Highly Crystalline Ni–Co Layered Double Hydroxide Fabricated via Topochemical Transformation with a High Adsorption Capacity for Nitrate Ions

Layered double hydroxide (LDH) has emerged as promising candidates for removing harmful oxoanions (i.e., SO4(2-), HPO4(2-), and NO3(-) ions) from wastewater because of their intrinsic ability to accommodate anionic species in the interlayer space. Highly crystalline [Ni0.67Co0.33(OH)2]Cl0.29.0.53H2O (Ni-Co LDH) particles with an exceptionally high anion-exchange capacity of 58.8 mg g(-1) and a distribution coefficient (Kd) of 2396 mL g(-1) for NO3(-) ions were successfully prepared by the flux method and a topochemical strategy.

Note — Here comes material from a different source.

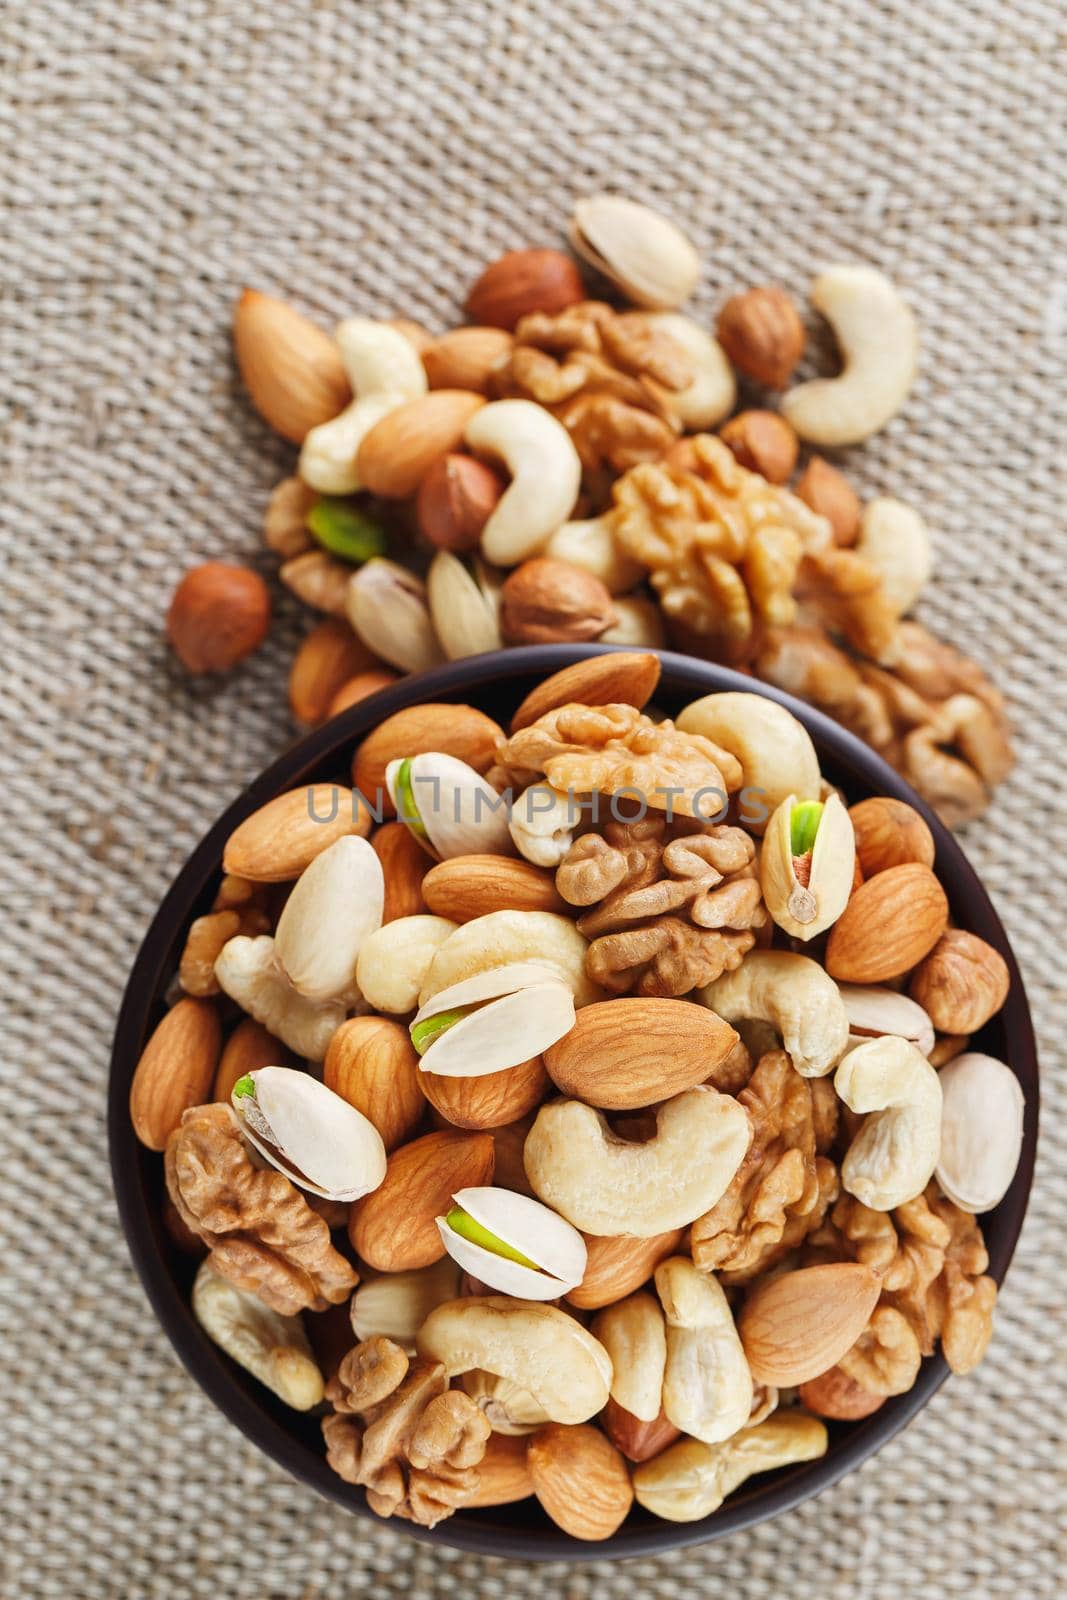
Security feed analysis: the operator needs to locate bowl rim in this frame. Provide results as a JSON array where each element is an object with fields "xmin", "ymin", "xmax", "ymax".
[{"xmin": 108, "ymin": 644, "xmax": 1039, "ymax": 1561}]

Layered Na0.97Ni0.67Co0.33O2 (NNCO) was prepared using a high-temperature flux and used as a starting material for topotactic transformation consisting of oxidative hydrolysis with KOH and NaClO and subsequent reduction with H2O2 and NaCl. During the transformation from NNCO to Ni-Co LDH, a drastic change in the valences of the Ni and Co belonging to the host layer and in the cationic and anionic species occurs in interlayer space; the valences of the Ni and Co in NNCO were increased from Ni(2+,3+) and Co(2+,3+) to Ni(3+) and Co(2+,3+,4+) by an oxidative hydrolysis reaction with simultaneous intercalation of K(+) ions and deintercalation of Na(+) ions, and subsequently decreased from Ni(3+) and Co(2+,3+,4+) to Ni(2+) and Co(2+,3+) by a reduction reaction with simultaneous intercalation of anionic species such as CO3(2-) and Cl(-) ions and deintercalation of Na(+) and K(+) ions. Through synchrotron powder X-ray diffraction analysis and Rietveld refinement, the resultant Ni-Co LDH was clearly shown to exhibit high crystallinity with less compositional deviation even after topochemical transformation in comparison with the one prepared by traditional coprecipitation and solid-state methods. Furthermore, the adsorption isotherm for NO3(-) ions elucidated that homogeneous adsorption sites are consistently constructed in the crystal structure, which could be found from the fitting to a Langmuir curve, with the R(2) value being 0.98. This work opens up a new route for the fabrication of excellent not only ion-exchangeable but also ion-conductive inorganic materials for direct utilization in environmental and energy-storage processes.